Now, don’t get me wrong. Gaiman deserves his place in the fantasy pantheon, even if he just wrote Coralline, he would deserve his place. But I am not as is enamored with American Gods as several of my friends are.
It’s not a bad book; it’s a fine book – not great, but fine. It’s perfectly enjoyable as a first read or a re-read, but it’s not great. At least, not in my view.
Part of this is that what Gaiman does has been done, something he freely acknowledges (and Gaiman is wonderfully honest when he writes and speaks about this book). Part of it is, quite frankly, it really isn’t a road novel. It really isn’t. And it really isn’t quite the love of road novels/America that I’ve been advertised.
In case you don’t know the plot, the main character, Shadow, is recruited by Wednesday to add in a coming war between the Old Gods (i.e. the beliefs that immigrants brought with them) and the new gods (for lack of a better term, the American mythos – town, city, internet). The idea is interesting and the conclusion to the war is actually pretty good.
Yet.
For a road novel there doesn’t really seem to be a sense of traveling. There is traveling, don’t get me wrong, but it’s like plot traveling. I need to move the character so . . . When I compare it to a real road trip novel, say something like Freddie and Fredericka (which doesn’t advertise as one, but in many ways is one), American Gods lacks. The best parts, strangely enough for a road trip, are when Shadow is relatively stationary. When he is in Lakeside, in particular.

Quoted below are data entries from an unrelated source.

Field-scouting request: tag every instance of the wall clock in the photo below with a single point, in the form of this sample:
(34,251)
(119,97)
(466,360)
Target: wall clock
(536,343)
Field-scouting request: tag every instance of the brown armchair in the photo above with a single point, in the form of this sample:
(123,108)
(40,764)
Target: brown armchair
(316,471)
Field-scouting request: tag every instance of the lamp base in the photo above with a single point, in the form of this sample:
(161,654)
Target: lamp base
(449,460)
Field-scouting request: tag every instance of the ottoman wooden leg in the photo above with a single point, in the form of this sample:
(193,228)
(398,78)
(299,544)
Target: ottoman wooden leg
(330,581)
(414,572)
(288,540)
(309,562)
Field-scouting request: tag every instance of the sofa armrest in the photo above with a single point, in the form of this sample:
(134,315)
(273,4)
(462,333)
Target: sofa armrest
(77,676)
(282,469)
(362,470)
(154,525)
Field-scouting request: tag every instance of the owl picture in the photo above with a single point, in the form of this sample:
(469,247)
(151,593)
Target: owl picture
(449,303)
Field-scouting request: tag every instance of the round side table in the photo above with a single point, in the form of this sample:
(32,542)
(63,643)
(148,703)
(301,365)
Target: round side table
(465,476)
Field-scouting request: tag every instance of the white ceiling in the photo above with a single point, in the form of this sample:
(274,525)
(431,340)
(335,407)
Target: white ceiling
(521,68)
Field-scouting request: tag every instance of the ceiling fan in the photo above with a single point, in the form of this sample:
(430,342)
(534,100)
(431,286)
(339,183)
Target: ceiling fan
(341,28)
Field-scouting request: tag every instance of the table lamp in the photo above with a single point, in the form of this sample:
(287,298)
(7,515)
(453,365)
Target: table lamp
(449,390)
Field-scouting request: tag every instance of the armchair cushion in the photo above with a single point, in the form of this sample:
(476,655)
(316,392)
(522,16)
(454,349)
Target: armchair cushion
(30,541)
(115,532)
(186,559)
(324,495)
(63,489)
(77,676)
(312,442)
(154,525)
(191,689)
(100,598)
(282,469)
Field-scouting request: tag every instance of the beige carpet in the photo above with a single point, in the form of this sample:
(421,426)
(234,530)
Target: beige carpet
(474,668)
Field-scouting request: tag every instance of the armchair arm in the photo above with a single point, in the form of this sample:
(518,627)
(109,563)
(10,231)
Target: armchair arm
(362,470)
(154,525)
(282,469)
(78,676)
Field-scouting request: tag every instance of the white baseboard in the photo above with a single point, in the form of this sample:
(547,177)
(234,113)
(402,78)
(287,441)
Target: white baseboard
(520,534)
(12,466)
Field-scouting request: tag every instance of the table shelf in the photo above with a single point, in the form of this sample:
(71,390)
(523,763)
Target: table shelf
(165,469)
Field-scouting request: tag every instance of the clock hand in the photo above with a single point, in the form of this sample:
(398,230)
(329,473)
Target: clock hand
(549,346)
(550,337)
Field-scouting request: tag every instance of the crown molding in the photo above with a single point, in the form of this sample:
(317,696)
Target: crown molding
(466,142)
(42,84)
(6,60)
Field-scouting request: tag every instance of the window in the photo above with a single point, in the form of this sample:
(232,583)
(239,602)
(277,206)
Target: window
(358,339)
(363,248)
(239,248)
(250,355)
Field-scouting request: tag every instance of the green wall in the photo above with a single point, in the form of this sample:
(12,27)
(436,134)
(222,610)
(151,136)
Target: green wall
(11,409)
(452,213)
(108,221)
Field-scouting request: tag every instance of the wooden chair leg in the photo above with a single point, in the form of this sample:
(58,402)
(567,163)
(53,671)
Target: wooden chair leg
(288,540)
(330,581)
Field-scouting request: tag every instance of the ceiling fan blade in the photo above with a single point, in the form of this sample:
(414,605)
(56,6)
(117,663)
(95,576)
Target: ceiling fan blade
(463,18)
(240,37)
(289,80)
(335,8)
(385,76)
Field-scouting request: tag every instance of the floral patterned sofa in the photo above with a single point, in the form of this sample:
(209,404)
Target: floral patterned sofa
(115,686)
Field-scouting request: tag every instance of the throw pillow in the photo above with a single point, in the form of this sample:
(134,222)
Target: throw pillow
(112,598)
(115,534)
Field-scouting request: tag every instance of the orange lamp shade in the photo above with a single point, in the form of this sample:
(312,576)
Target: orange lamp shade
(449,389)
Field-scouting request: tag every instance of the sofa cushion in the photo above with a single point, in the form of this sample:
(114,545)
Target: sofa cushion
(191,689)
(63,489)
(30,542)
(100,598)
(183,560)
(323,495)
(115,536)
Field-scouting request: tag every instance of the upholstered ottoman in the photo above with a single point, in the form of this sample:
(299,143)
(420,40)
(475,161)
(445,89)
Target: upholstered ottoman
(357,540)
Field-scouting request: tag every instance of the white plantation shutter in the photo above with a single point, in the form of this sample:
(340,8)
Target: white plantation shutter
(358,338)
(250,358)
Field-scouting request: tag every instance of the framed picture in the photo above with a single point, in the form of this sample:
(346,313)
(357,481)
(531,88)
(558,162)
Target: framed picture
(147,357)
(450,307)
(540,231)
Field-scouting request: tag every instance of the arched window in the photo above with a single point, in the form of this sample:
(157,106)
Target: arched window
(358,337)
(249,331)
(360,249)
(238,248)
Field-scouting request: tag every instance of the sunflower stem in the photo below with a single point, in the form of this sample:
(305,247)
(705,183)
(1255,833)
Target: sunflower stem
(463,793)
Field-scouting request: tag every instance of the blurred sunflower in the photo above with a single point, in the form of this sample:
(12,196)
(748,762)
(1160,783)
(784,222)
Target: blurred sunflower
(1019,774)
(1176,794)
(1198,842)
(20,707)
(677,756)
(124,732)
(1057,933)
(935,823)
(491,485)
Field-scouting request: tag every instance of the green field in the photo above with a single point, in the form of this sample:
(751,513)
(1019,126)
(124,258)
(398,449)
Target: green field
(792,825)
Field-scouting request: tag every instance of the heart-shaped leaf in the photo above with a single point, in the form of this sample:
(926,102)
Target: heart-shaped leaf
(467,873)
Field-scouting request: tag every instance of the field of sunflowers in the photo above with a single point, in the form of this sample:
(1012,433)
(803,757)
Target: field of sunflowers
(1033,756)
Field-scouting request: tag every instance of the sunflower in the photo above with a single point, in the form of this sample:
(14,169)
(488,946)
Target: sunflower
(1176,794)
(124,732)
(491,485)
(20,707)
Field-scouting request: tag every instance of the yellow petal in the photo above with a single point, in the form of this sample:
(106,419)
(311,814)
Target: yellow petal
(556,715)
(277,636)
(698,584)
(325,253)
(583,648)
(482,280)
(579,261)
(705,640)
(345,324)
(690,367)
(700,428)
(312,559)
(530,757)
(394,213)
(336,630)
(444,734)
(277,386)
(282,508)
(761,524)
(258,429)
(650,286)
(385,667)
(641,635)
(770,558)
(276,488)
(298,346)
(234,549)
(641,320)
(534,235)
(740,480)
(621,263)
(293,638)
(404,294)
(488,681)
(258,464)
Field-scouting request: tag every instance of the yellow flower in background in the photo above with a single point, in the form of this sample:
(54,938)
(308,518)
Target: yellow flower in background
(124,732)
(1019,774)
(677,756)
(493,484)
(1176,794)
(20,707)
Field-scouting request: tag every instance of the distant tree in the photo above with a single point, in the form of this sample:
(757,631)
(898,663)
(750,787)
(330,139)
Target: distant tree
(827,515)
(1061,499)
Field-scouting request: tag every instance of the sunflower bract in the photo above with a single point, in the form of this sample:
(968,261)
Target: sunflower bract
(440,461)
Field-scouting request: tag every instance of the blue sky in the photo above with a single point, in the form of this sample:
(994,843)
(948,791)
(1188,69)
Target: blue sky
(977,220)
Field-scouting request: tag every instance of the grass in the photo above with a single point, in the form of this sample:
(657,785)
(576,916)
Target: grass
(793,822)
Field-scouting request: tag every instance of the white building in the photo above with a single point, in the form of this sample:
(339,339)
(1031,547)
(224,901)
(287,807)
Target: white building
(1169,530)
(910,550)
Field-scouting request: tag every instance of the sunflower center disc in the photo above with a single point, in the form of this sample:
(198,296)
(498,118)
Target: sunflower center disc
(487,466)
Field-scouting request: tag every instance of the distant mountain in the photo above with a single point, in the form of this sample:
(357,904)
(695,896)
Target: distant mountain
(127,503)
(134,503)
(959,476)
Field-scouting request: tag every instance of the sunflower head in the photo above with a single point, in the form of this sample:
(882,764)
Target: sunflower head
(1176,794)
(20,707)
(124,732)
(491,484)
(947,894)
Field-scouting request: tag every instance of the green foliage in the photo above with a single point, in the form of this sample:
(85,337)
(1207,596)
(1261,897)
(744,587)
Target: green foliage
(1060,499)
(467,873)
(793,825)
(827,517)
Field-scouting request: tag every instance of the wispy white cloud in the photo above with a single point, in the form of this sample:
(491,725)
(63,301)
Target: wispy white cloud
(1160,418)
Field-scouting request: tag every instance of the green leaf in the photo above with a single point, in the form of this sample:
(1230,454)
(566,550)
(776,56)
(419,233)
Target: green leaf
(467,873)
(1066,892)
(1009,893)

Furthermore, why so many white gods? True with the use of Wednesday and Shadow as a former prison inmate, Gaiman hits the rising prison population and its revival of Norse gods on the head. But considering the vast amount of immigrants from places other than Europe (even in 90s) wouldn’t more than just a nod to an India deity, Egypt, and references to Buffalo heads and thunderbirds is called for? It is to Gaiman’s credit that Shadow is big and that Ansani makes an appearance (and is the focus of the sequel) but it still feels like a whole group was left out. Perhaps this was intentional. The lack of Native American beliefs seems to be done to highlight the decimation of the tribes at the hands of settlers, and this works (and provides a poignant realization in the reader), but shouldn’t there be more Asian deities?
Another problem is Shadow, who in part is supposed to be as his name implies; he is a Shadow, an Everyman. But that also is a weakness. He doesn’t feel like a character, but a cipher, a plot device. You could say that this is due to shock, and Shadow’s wife hints at his lack of living, but it is hard to care because there is no real sense of who Shadow was before the events of the novel really start going. He loved his wife, he’s jail, but he’s a good guy. Okay. But that is really it. His relationships with two of the female characters feel really forced, and it is somewhat disquieting when supporting characters are better drawn than than main one.
Gaiman could have intended this to be the case – to capture grief and re-introduction to society after prison or even suicide. Shadow is an everyman in some way. Yet for a long book one wants a little more. I just really didn’t care about Shadow at all. If Gaiman created him for the above reasons, it doesn’t quite work.
Now before Gaiman fans hunt me down, I repeat it’s not a bad book. The Lakeside sections are beautifully written and are some of the best Urban Fantasy every. In the town of Lakeside, Gaiman really does covey a beautiful sense of place, almost like Charles De Lint and Newford, but Gaiman makes it his own. The book itself does fly once it really starts going and moving along. It’s a fun read and a pleasant re-read.